For most people with diabetes, there probably isn't a large risk from drinking in moderate amounts. This means an average of no more than one drink per day for women or two drinks per day for men. One "drink" is equal to:
- 1.5 ounces of distilled liquor (for example, rum, gin, vodka or whiskey)
- 4 ounces of wine, or
- 12 ounces of beer
Several studies have found lower than average rates of heart attacks and heart failure among moderate drinkers. This link has been seen only in observational studies.
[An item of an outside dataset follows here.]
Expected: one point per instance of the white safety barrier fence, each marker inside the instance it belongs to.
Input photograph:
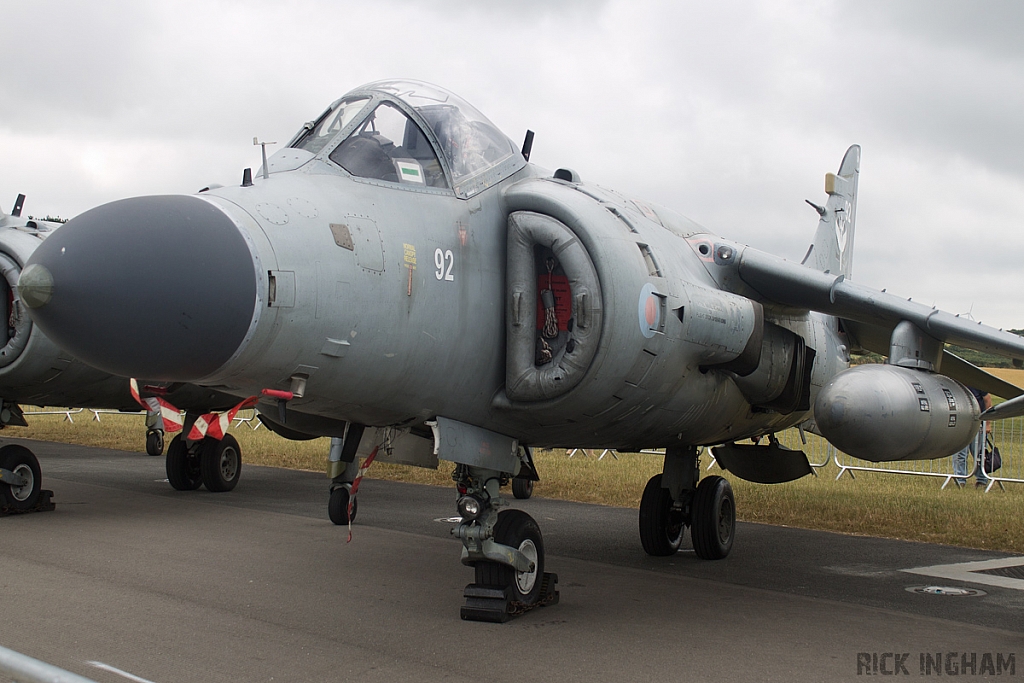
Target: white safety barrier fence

In this type of study, researchers see if people who act a certain way have higher or lower rates of diseases. But other reasons could explain the pattern observed — in this case, lower rates of heart disease. Therefore, there's no actual proof that moderate drinking can help the heart.
Drinking alcohol also can cause problems for other organs. Diabetic neuropathy, in particular, may be worsened by alcohol.
Some people should not drink at all:
- Pregnant women
- People with liver disease
- Anyone with an addiction problem
Drinking alcohol can be a problem for you if it ever causes you to neglect your blood sugar testing or to miss your medicine. If this happens, talk to your doctor.